Marie Jeanne's name was changed to Mary John under Scull's ownership, the name she used for the rest of her life. While still a slave she was recorded as supervising an "immense banquet" for Independence Day, July 1840, in Pine Bluff, recorded by Judge J. W. Bocage. Miller, in his book, suggested this was a public event and that Scull was possibly managing a large team of men.

== Freedom from slavery ==
A few months after this Independence Day banquet, Mary John got her own independence, when she bought herself out slavery for $800 from Scull. This was on 13 September 1840, with a document witnessed by James and Hews Scull, before an Arkansas County Justice of the Peace. In this document Terence Farrelly and Lewis Refeld were appointed her guardians, enabling her to run a tavern at Arkansas Post. Mary John was described in the document as "a negro woman about fifty years old".

H. W. Halliburton, in his history of Arkansas County published in 1903, wrote that Mary John kept the only tavern in Arkansas County, "which was probably the most celebrated in the State for the perfection of its cuisine." John was listed in the 1850 Census as a black female, 62 years old, born in Arkansas.

== Death ==

Mary John's death was recorded in May 1857, when William Refeld applied for probate, given that she had died intestate. By the time of the 1860 Census, William Refeld was recorded as a hotel keeper in Arkansas Post.

On 6 June 1857, the Arkansas Gazette published an obituary on Mary John, noting she was previously the servant of the now deceased James Scull and his wife. It concluded: "Mary John was the cook — and such a cook.
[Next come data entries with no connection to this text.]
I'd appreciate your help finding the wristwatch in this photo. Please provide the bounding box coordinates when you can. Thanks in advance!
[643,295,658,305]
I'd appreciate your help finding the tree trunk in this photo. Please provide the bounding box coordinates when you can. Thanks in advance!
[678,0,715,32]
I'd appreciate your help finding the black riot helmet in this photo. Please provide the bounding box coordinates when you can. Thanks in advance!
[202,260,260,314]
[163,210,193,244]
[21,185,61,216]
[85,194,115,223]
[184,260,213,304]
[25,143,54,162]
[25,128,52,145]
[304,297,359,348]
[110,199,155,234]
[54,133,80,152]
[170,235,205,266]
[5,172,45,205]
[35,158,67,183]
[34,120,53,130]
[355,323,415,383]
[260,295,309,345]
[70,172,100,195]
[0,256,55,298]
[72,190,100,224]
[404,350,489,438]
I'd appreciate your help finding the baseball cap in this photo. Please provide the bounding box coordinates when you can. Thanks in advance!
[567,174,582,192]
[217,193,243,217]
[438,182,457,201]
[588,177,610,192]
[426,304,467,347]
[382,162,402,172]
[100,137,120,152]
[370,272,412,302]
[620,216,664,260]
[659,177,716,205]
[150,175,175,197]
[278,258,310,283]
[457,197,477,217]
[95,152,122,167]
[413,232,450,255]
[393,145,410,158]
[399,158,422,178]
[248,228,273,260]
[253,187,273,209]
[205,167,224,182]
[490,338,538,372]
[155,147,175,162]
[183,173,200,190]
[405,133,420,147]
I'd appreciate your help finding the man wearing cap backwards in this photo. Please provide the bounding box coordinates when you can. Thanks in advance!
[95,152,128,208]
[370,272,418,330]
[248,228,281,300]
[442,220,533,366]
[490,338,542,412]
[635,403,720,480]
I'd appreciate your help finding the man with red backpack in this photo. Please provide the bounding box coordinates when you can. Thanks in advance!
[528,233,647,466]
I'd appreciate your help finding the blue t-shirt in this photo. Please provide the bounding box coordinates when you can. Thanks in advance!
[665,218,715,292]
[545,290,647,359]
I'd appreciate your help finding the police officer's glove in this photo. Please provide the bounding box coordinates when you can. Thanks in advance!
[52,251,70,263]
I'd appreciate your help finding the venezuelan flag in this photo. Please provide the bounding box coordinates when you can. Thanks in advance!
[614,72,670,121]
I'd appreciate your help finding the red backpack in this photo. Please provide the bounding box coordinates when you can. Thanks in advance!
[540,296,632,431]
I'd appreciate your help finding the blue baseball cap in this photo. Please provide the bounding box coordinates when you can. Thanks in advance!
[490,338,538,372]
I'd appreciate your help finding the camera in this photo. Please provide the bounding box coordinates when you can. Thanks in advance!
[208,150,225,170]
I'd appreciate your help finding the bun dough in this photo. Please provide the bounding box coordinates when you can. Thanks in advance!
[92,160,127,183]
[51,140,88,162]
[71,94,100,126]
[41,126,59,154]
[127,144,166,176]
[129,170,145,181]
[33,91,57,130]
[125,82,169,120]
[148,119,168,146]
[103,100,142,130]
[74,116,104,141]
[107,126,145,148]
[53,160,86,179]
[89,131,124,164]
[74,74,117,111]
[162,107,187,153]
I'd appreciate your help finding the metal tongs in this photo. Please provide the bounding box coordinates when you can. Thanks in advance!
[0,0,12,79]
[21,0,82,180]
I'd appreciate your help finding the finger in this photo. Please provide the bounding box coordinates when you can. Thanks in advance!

Delmonico, if his life were at stake could not get up such coffee and venison steaks as Mary John did. She was keeping a boarding house at the old Post, at the time of her death, having purchased her freedom some fifteen years ago. She was much respected, and her death is mourned by many, and among them her old mistress, and her master's children." Dorothy Core's assessment in 1978 said: "A black business woman in the first fifty years of American Arkansas was indeed a rarity. The odds against a successful, black business woman of renown in the first fifty years of American Arkansas were astronomical."